Date of Data Capture: 28/7/2016
Name: WEBSTER LIMITED (WBA)
Classification: Food & Farming
Current Price: $1.30
Market Capitalisation: $461M
Forecast EBITDA Growth: 79.3%
Gross Yield: 0.9%
Consensus Price Target: $1.47*
# Covering Analysts: 2 (*thin coverage)
Discount at Current Price: 13%
Price Target Trend: Flat
Signal Time Frame: Quarterly-Monthly
Trend Bias: Up Medium-Short
Short-term: Neutral Negative
Medium-term: Positive Neutral
Set up Notes:
• WBA recently broke above resistance and out of a major consolidation, while a retest is that zone is likely the bigger picture is very positive.
• Once past the resistance cluster between $1.20 and $1.25 the stock shot up and has skated up along short-term dynamic support since – there could be a great buying opportunity on a bounce off those same levels.
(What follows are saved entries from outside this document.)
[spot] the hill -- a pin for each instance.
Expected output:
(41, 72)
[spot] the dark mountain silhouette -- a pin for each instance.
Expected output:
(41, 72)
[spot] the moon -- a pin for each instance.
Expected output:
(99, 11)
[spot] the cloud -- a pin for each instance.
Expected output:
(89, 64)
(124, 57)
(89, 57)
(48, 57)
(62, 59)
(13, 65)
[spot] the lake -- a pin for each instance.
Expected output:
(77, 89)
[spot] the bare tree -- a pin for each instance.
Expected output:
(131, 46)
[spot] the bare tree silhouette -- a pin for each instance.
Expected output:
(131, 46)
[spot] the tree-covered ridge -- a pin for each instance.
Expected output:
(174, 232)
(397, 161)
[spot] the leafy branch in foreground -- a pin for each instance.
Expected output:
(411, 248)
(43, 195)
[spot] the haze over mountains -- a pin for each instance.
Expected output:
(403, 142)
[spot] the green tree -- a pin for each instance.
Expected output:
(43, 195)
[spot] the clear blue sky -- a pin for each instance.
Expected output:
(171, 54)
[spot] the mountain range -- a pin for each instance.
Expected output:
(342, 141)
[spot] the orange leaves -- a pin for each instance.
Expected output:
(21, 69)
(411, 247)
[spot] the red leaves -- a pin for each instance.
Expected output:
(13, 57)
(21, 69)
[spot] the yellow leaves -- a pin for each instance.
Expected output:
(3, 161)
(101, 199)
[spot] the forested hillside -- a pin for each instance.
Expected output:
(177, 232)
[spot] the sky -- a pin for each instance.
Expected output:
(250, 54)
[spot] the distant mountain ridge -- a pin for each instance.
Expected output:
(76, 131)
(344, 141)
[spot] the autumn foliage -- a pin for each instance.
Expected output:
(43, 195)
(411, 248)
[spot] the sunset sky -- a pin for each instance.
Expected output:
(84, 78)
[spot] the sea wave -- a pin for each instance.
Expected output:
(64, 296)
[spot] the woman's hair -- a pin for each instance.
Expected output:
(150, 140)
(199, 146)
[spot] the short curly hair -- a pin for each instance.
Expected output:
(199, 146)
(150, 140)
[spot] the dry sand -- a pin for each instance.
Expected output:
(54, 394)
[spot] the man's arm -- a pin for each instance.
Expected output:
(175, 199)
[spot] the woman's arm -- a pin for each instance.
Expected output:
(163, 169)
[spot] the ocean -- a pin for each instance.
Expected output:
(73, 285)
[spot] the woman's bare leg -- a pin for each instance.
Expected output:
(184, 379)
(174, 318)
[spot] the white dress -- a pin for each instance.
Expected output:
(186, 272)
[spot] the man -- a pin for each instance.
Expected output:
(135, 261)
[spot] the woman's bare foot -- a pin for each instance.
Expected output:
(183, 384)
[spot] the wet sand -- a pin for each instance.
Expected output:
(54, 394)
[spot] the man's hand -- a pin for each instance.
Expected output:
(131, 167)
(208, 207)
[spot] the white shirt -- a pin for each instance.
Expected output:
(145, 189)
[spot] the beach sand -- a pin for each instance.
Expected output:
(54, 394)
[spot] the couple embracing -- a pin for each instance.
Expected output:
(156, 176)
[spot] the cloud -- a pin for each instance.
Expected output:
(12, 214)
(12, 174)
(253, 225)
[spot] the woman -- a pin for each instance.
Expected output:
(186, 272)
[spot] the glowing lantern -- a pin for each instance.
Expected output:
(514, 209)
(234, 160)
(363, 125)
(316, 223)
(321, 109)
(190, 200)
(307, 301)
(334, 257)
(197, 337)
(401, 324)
• That said the fundamentals are excellent and there is a lot of momentum building behind this one in a sector having some remarkable successes lately.
Growth Focus: WEBSTER LIMITED (WBA)
Our primary focus here is capital gain, we will select our stocks from the ASX top 500 All Ordinaries Index.
Australia’s 4th oldest company, Webster Ltd (WBA) is also Australia’s largest onion and walnut grower and exporter. Originally founded in Tasmania they are now based in NSW with agricultural and horticultural investments spreading across QLA, NSW and Tasmania. This is an exciting agribusiness company with high barriers to entry, good water supply and a favourable production profile - finding value at these levels was an easy nut to crack.
While they currently pay a small (but increasing) dividend the real reason to Buy Webster is capital growth and with strong sales, increasing margins and profitability being predicted to continue strongly, this company offers value like low-hanging fruit. Their investments in water supply de-risk the walnut orchards, which are their most lucrative production line, while also offering favourable opportunities to benefit from surplus. With water supply becoming progressively more important, the old line of ‘following the money flow’ is becoming more synonymous with just ‘following the water flow’ – and they have excellent liquidity there.
The price history is typical for a successful growth stock that topples over under the weight of their own success. With a rally that began late in 2011 around 30c, they rose up almost 700% to hit a peak of $2.00 by mid-2015, at which point they entered into a secular consolidation that brutalised them over 12 months to see them hit a low of around $1.10. Since then we have seen them grinding sideways and higher as they work through resistance layers, culminating with a break through their major resistance cluster priced between $1.20 and $1.25 just two weeks ago and we expect them to branch out further from here.
Fairly typically, the resistance break saw them pop to the upside and while we should expect a dip to retest those old levels for support in the short-term there is enough here to get us invested. They are showing good and positive signalling with excellent momentum building up nicely in the longer-term frames while they do show a bit of weakness in the very short-term which leaves us expecting a retest before too long. A bounce off the support-cluster at $1.20 - $1.25 should represent a very good buying opportunity waiting to be unearthed.
If this nascent long-term uptrend unwinds according to potential we should expect a bump at old structural resistance targets around $1.40, $1.60 and $2.00 should it go that far. The good news with these resistance targets is that they tend to attract price trends – even if they sometimes caused them to falter – and accordingly could represent profit points. This will of course be dependent on price action at the time and whether the resultant uptrend is fully ripened and ready to harvest.